Will give that Aldi one a try, cheers, always been a Fairy man (so to speak) but am always willing to change.

Some may say why do the pots when you have a wife but I'm not like that, I like to know they are done properly.
Same with me, i always wash the pots so they are done properly, Mrs Xiphos's dish washing skills are minimal..i blame her Mother....she will pile them all in the sink and sort of swirl them around, she very rarely uses a dishcloth and hasn't got a scooby what a brillo pad is, she then puts them on the draining board and pours cold water over them, fucking strange so i fucked her off away from the sink after a few months of marriage, she could give us all food poisoning i told her, she said thats how her Mum did it and it was ok
Must try this silver bottle Aldi stuff, Fairys getting a bit expensive
 
A bloke sits down and think's, what can I do ? A woman sits down and think's, what can I get him to do.

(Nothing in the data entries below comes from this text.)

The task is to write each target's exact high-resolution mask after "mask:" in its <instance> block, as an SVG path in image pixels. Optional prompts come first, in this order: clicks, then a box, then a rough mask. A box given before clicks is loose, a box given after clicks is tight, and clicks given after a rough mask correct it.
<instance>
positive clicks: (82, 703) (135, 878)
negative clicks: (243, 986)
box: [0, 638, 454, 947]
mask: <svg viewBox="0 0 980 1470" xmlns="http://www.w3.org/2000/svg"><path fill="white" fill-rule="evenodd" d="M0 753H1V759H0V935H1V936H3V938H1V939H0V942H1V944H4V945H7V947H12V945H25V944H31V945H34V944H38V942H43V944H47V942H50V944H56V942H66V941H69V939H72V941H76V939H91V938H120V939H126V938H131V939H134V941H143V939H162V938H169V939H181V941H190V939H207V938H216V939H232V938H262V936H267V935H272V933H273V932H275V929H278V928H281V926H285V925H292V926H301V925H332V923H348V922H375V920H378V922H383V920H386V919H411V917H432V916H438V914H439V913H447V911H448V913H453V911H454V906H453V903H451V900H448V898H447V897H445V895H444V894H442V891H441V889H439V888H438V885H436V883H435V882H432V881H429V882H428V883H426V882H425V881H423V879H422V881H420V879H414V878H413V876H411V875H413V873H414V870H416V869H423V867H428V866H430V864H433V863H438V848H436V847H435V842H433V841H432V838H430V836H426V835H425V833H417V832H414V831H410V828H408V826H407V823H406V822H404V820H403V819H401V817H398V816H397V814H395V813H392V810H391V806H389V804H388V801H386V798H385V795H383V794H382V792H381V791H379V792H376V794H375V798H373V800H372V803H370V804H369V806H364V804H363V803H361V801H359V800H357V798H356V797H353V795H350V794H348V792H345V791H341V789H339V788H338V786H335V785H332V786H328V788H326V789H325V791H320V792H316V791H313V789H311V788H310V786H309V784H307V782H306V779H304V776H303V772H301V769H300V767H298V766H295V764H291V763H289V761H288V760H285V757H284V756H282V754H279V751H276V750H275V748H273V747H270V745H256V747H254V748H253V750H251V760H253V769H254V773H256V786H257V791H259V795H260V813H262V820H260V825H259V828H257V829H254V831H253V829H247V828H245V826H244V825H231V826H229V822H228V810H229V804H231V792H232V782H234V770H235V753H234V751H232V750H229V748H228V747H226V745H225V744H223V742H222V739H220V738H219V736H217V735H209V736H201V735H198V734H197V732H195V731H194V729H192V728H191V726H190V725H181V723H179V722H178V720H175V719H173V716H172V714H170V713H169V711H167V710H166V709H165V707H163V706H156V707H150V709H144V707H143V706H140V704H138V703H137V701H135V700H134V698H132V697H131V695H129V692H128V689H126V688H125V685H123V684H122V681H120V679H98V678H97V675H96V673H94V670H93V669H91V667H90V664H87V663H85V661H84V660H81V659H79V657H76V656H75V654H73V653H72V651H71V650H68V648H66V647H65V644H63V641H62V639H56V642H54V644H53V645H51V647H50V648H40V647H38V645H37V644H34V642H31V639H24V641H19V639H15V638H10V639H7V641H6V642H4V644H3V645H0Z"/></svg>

Explain how doing it one way would be easier but no, "If I wanted it done that way I'd tell you ." Three weeks later... Frank's wife's sisters cousin said if we do it that way it would be easier and it was.
Hair dryer in a drawer, if bank's would put a hair dryer in a safe no one would be able to get in it to rob it.
Cushions again. Why ?
Took her out for a meal last week. All she did was complain. Even let her choose what toy she wanted with her Happy Meal. No pleasing some of them.